Guns abound in Kabul

? On a side street, camouflage-clad partisans of the northern alliance play pickup volleyball, their AK-47s bouncing against their backs. On a corner in ramshackle western Kabul, a bony boy no older than 10 paces back and forth, his battered Kalashnikov dragging on the ground.

Kabulis take such displays in stride. But though far fewer weapons are on the streets than five months ago, guns are still everywhere big guns, automatic guns, battered, dented guns that look like they’ve already been used to kill people.
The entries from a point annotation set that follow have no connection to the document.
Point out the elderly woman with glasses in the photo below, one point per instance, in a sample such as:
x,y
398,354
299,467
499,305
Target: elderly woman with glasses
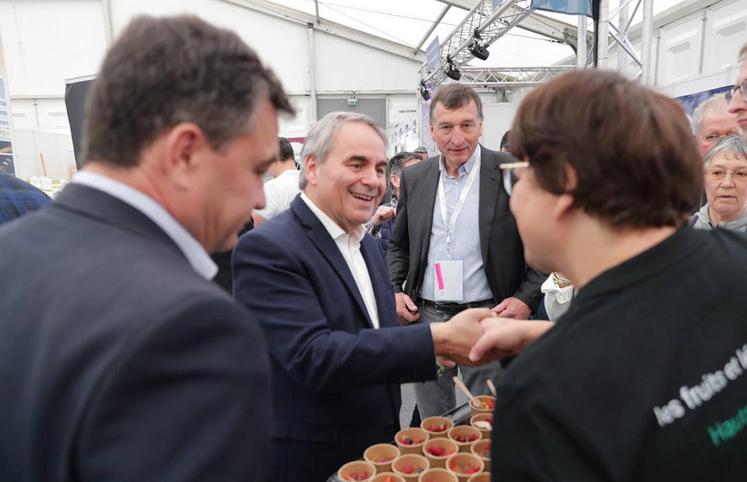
x,y
725,172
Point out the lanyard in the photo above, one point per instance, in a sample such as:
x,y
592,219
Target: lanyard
x,y
450,221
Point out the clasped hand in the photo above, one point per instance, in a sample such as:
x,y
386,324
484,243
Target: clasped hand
x,y
478,335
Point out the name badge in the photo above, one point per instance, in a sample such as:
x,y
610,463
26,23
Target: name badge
x,y
448,280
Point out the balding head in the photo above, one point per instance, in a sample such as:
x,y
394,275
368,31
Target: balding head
x,y
712,121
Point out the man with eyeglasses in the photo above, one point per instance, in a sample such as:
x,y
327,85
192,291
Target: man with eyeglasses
x,y
644,378
455,243
737,96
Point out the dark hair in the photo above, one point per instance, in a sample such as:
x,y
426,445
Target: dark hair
x,y
632,151
397,163
455,95
504,139
165,71
286,150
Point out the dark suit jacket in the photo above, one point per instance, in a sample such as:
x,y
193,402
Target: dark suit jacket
x,y
335,379
500,244
117,361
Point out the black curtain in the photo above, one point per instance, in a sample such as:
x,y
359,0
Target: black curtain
x,y
75,103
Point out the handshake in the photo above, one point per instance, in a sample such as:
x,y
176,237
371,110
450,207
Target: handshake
x,y
479,335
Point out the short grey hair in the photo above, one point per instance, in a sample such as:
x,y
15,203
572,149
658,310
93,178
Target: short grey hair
x,y
321,137
733,145
711,103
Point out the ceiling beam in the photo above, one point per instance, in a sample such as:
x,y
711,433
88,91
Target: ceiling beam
x,y
536,23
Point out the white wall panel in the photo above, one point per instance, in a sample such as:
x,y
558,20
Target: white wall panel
x,y
281,44
726,31
47,42
679,50
345,65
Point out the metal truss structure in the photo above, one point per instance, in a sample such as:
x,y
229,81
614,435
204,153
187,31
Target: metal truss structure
x,y
510,76
491,22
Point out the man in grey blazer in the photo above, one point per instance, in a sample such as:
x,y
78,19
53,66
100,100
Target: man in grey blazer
x,y
455,244
119,359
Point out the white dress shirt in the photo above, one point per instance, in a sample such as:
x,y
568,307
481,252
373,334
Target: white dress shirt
x,y
279,193
350,248
193,251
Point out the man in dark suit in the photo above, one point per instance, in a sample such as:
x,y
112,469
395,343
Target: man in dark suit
x,y
319,286
119,359
455,243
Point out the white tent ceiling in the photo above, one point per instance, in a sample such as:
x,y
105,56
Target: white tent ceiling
x,y
406,22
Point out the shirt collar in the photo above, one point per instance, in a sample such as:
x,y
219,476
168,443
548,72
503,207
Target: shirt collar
x,y
465,168
334,229
193,251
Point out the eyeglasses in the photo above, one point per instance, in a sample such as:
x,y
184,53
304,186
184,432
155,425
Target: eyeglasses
x,y
509,175
718,174
741,88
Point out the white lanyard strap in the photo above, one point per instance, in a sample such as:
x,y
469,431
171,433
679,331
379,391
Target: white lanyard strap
x,y
450,221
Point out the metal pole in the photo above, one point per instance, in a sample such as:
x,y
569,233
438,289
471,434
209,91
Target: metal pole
x,y
581,43
647,30
603,35
108,29
622,22
312,71
433,27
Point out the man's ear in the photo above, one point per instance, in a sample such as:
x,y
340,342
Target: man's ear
x,y
184,150
394,180
310,169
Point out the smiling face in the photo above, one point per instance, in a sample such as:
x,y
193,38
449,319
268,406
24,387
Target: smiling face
x,y
717,123
726,187
456,132
348,185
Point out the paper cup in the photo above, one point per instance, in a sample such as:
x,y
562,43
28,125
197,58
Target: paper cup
x,y
410,466
464,465
358,470
437,475
381,456
436,426
465,436
484,423
481,448
411,440
482,404
387,477
437,450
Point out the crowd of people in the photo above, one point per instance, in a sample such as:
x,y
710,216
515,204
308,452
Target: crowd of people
x,y
121,360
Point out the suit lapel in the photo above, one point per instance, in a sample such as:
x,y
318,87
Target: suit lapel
x,y
320,237
489,188
379,279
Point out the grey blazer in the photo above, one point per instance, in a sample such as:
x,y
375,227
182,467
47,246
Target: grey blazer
x,y
500,244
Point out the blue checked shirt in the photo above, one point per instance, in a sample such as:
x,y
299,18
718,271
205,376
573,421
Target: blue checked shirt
x,y
18,197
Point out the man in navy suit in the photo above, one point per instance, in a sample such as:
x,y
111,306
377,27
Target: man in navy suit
x,y
119,359
319,286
U.S. forces unload Romanian-donated rifles in Kabul, Afghanistan. Romania donated 1,000 guns Thursday to the new Afghan National Army, which is being trained by U.S. forces. Guns are common on Kabul's streets, and it is often difficult to tell who is legally armed.

Yet with the loya jirga national council convening next week in the capital to select a transitional government, some worry the weaponry could intimidate delegates inclined to grant power to other groups with less firepower.

“The country should have been disarmed first,” says Tajwar Kokar, the deputy minister of women’s affairs in the interim government. Her office, too, is guarded by northern alliance soldiers with guns.

Most of them, northern alliance soldiers loyal to Defense Minister Mohammad Fahim, rolled into town in November when U.S.-led airstrikes drove the Taliban from Kabul. They took up positions around the city, and dozens remain.

“There’s no one to tell them, ‘Don’t carry your guns,”‘ says Abdul Basir, a 42-year-old teacher. “Our people don’t want men with guns and military uniforms walking around in the streets when they’re not on duty.”

But many of the armed men have found a temporary patina of legitimacy. Under the umbrella of the defense and interior ministries, they say they are helping international forces protect the city until the new police force is fully trained.

Thus the paradox that some find troubling: The very forces eager to hold onto power after the loya jirga northern alliance soldiers from the Panjshir Valley are nominally charged with helping keep the peace.